Avenir, tu nous entendras...
Un éclair m’indiqua de sa flèche la voie de l’avenir.
Quel autre miroir du futur que cette scène immensément liquide au carrefour des
continents ? Le rideau rouge du théâtre ne figure-t-il pas un crépuscule à
travers lequel projeter sur l’opaque nuit du monde la clarté d’un autre
jour ? Contre les projecteurs de la tour Panoptic, il faudra tenter
d’éclairer comment jamais à ce point les maîtres n’avaient subjugué l’âme de
leurs esclaves dans les ténèbres d’une caverne dont les images des écrans
tapissant le fond confirment la métaphore de Platon ; servitude volontaire
imposée par un fouet mental distillant son poison létal.
Car nous croyons toujours à des lendemains qui chantent...
C’est la mouette qui te parle, elle qui battait
désespérément des ailes dans un pull trop large la nuit de notre première
rencontre à l’Œil nu.
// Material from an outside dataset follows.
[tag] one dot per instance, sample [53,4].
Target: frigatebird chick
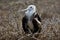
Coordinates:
[31,20]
N’est-ce pas un globe oculaire énorme qu’évoque la
rotondité de cette surface liquide au milieu de laquelle s’est posé mon corps
subtil, comme au centre d’une pupille ? Tu croyais pouvoir vivre de
lucidité, résumée dans des chimères qui prétendaient détruire le
Spectacle ! Je t’ai alors cousu un pantalon de velours cramoisi, taillé
dans un rideau de théâtre. Qu’est jamais d’autre celui-ci que la tragédie d’une
mouette blessée à mort ? Une mouette qui survit pourtant à toutes les
blessures du monde et, ne connaissant pas d’autre appel que celui de l’horizon,
trouve encore la force de s’envoler vers le soleil d’un idéal au-delà de la
mer.
Qu’Allah vienne en aide à toutes les mouettes !
Le vacarme visuel et les éclats sonores du grand show me
parviennent toujours. Ils imposent aux humains cécité, surdité, mutisme tels que leur destin ressemble à celui de ces trois singes exhibés par un dresseur
sur la place Jamaâ al Fna, dans lesquels peu de spectateurs se reconnaissent quand ils s’obstruent des mains la bouche les oreilles et les yeux.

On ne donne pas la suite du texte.